Il déposa une grande boîte sur la table, puis un épais pli contenant de l’argent.
— Voici de quoi nourrir la demoiselle, et ceci est ma gratitude. L’argent n’est pas la meilleure manière de dire « merci », mais je ne sais comment exprimer autrement ma reconnaissance. Recevez-le, je vous en prie.
Fiodor Petrovitch s’assit, épuisé. Hermann poursuivit :
— Ma fille s’était mariée contre ma volonté. Je sentais que son mari ne s’intéressait qu’à son héritage, mais elle ne m’écoutait pas. Quand elle est morte en couches, je ne l’ai pas su : la fillette a survécu, et son beau‑père a voulu se débarrasser d’elle. J’aurais dû intervenir plus tôt, mais je ne voulais pas m’immiscer. Le coupable a déjà été arrêté. Cette petite est mon unique lien avec ma fille.
Fiodor Petrovitch comprit sa douleur.
— Comment va‑t‑elle ? demanda‑t‑il.
— Elle va bien, vous êtes arrivé à temps. Merci infiniment.
Le vieil homme raconta encore et encore comment, ce jour‑là, il était allé réparer la tombe de son fils.
Il fallut deux semaines avant qu’il puisse de nouveau marcher correctement. Les dons de Hermann suffirent non seulement à refaire la grille, mais aussi à ériger un monument magnifique. Un jour de beau temps, Fiodor Petrovitch prit son mètre‑ruban et sortit, Bouïan gambadant joyeusement à ses côtés.
— Tu viens mesurer, mon ami ? demanda‑t‑il.
Le chien remua la queue avec impatience. Ils passèrent le portail et retrouvèrent Maria Stepanevna.
— Où allez‑vous, Fiodor Petrovitch ?
— Au cimetière. Le grand‑père de la fillette a aidé financièrement. Je veux prendre les mesures pour commander la nouvelle clôture : l’ancienne est trop délabrée.
— Allez-y, bien sûr.
Elle le regarda s’éloigner et fit le signe de la croix : elle savait plus qu’il ne croyait, car elle-même était allée au cimetière la veille.
Fiodor Petrovitch marchait en parlant à son chien :
— Aujourd’hui, rien ne doit arriver. Pas d’incidents, n’est‑ce pas, Bouïan ?
Il s’arrêta un instant, scrutant les lieux. Devant lui se dressait un complexe mémorial majestueux : chaînes noires, gravier blanc, dalles soignées, stèles noires ornées de portraits comme vivants. Sur l’une figurait le nom de son fils, sur l’autre celui de son épouse.
— Sacha ? murmura-t‑il.
Il sut alors qui avait fait cela. S’inclinant, il remercia :
— Merci à vous, bon cœur. Vous avez tout fait comme il fallait.
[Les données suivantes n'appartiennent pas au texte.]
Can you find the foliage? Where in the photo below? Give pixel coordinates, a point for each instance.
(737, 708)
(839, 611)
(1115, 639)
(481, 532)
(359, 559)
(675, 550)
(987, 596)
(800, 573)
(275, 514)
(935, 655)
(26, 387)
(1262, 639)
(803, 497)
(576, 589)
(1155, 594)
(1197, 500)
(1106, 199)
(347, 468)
Le soir même, Maria Stepanevna vit Bouïan revenir seul, gémissant. Inquiète, elle réunit les voisins et se rendit au cimetière, où ils découvrirent Fiodor Petrovitch assis paisiblement sur le banc, un sourire serein aux lèvres : il était parti en paix.
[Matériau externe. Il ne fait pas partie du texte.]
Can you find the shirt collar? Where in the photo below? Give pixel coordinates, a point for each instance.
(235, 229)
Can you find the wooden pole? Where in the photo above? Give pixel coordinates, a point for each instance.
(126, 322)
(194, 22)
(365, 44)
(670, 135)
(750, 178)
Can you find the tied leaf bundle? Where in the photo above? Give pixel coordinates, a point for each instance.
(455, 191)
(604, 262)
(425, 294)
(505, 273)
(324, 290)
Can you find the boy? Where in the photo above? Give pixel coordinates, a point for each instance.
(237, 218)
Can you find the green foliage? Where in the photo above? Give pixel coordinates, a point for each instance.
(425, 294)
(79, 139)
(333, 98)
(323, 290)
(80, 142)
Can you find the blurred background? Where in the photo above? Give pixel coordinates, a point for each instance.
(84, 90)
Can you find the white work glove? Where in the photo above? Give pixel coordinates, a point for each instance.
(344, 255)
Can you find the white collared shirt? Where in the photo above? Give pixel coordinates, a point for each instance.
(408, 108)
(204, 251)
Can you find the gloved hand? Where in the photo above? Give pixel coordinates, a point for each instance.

Les funérailles furent organisées par Hermann. Quant à Bouïan, il refusa de quitter Maria Stepanevna malgré l’invitation de devenir son compagnon en pleine campagne. Fidèle jusqu’au bout, le chien retourna souvent au cimetière se tenir près des tombes, puis s’éteignit deux ans plus tard, aux côtés de son maître, et fut enterré près de la belle clôture qu’il avait aidé à réparer, auprès de la famille qu’il aimait.